Surprisingly, the rippling and shaking stopped.

Sparkle’s cheeks were stained red with rage. “Yes. I made
love
with him. And it was damn good. Deal with it. That was a thousand freaking years ago. And how many women have you had?” That thought seemed to make her even angrier. “We both existed for millennia. What we’ve done during that time is no one’s business except our own.”

Personally, Kayla felt that striking at him by using the word “love” had been a mistake.

Ganymede looked stricken. “I thought we were—”

Sparkle had reached the shrieking stage. “We were
nothing
. We
are
nothing. Now get out of my store.”

The expression in Ganymede’s eyes shocked Kayla. He loved Sparkle, and she’d hurt him. But right now she was too furious to recognize it. The drinks Sparkle had downed before coming here probably weren’t helping her make wise choices.

Kayla tried to intervene. “Maybe we should all calm down and—”

Ganymede didn’t wait for her to finish.
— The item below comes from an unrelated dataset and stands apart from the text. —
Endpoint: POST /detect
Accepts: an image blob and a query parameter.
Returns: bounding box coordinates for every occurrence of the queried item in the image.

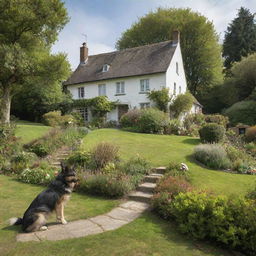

He scooped his shirt from the floor and left. The slamming door shook the store.

Silence settled around them. Sparkle leaned against the counter and then slid slowly to the floor. She sat there looking shattered. “What have I done?”

Kayla couldn’t think of one comforting thing to say.
He’ll get over it?
From the look on his face, she didn’t think that was true.
You’ll get over him?
Kayla somehow doubted that.

Sparkle struggled to her feet. “I’ll find him. I’ll apologize. Things will be fine.” She ignored Kayla as she walked unsteadily to the door.

“Give me your key. I’ll lock the door.” Kayla waited while Sparkle rooted around in her purse.

Once she’d taken care of the door, Kayla followed Sparkle back to the castle. Her thoughts tangled and knotted in her mind. Too much was happening. Aegir was systematically destroying Galveston. The god’s three-week deadline was fast approaching, and no one had come up with a plan to stop him. Sparkle and Thorn were still trying to destroy each other’s businesses. Which was really dumb, since all they had to do was sit back and wait for Aegir to take care of things.

Kayla considered that. Come to think of it, why
didn’t
Aegir just take out Nirvana and Live the Fantasy the same way he was getting rid of everyone else? Why bother with a deadline? He was a god, for heaven’s sake. There could only be one answer. Even with all his power, Aegir didn’t want to go head-to-head with them in battle. Interesting.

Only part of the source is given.